Although 70 percent of the burgers sold at Big Daddy’s are ground beef, they also find success with a variety of meat options. Customers can substitute the beef burger for a buffalo burger, chicken breast, chicken burger, turkey burger, Asian pork burger, Portobello cap or a black bean burger.
“Quality is what leads the [burger] category to success,” says Cohen. “All of our burgers are made by hand to order, nothing is pre-done.” Top burgers include the Classic Southern Burger ($9), which is topped with chili, American cheese, relish, mustard and slaw, and the Sam I Am ($9.50), which features American cheese, a fried egg, rosemary ham and pesto.
Once you have your protein down, the burger should be a cinch. Not so fast, say many operators who know that what goes on top of the burger is as important as the meat itself. The build-your-own burger concept is gaining momentum with consumers yearning to show their creativity.
Square One takes topping its burgers very seriously. In fact, the caramelized onions they offer on numerous burgers are slow cooked for 12 hours, says Milner. The menu also features a “Build-a-Burger” section, where customers can pick from the 10 protein options and choose their bun or the healthier option of having their meat over greens. Next they choose from 11 sauces, 10 cheeses and various other toppings including roasted corn and black bean salsa and grilled pineapple rings.
“A lot of people try to get creative and come up with something different for their burger,” says Milner. “Regulars like to come in and one-up themselves on what they had before.”
A similar scene occurs at Big Daddy’s, where premium toppings include rosemary ham, jalapeño bacon, applewood-smoked bacon and crispy onion straws, among dozens of cheeses like Brie, white cheddar and homemade mozzarella.
At Stanton social, however, Santos doesn’t allow any variation to his Kobe sliders except opting for the sauce on the side. Though he will offer a build-your-own option at his soon-to-open burger tavern, he admits there is a down side. “If customers pick things that don’t really go together, it leaves a bad impression of the restaurant,” he explains. However, “if you build the menu correctly, you can make sure that most combinations will go well together.”
Milner doesn’t have any concerns about customer combos. “If they have a certain desire that includes a specific cheese and sauce, we’ll let them try it,” he says.

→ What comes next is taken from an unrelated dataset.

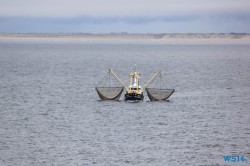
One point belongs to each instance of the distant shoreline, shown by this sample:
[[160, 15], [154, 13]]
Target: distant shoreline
[[161, 37]]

After all, “it may taste good to them.”
Wong at Prime concurs. “Everyone has a different interpretation of what his or her ultimate burger experience looks like,” he says. “We do try to guide people by training the wait staff on what goes well together. Most people who build their own know what flavors go well together. If they go too far off the reservation, we guide them through it.” Prime offers 11 different sauces, eight cheese and 20 toppings for its six different patties.
With a little creativity and fun with toppings, operators continue to find success with high-quality burgers. And pairing them with wines is proving to enhance the dining experience while increasing beverage sales and interest.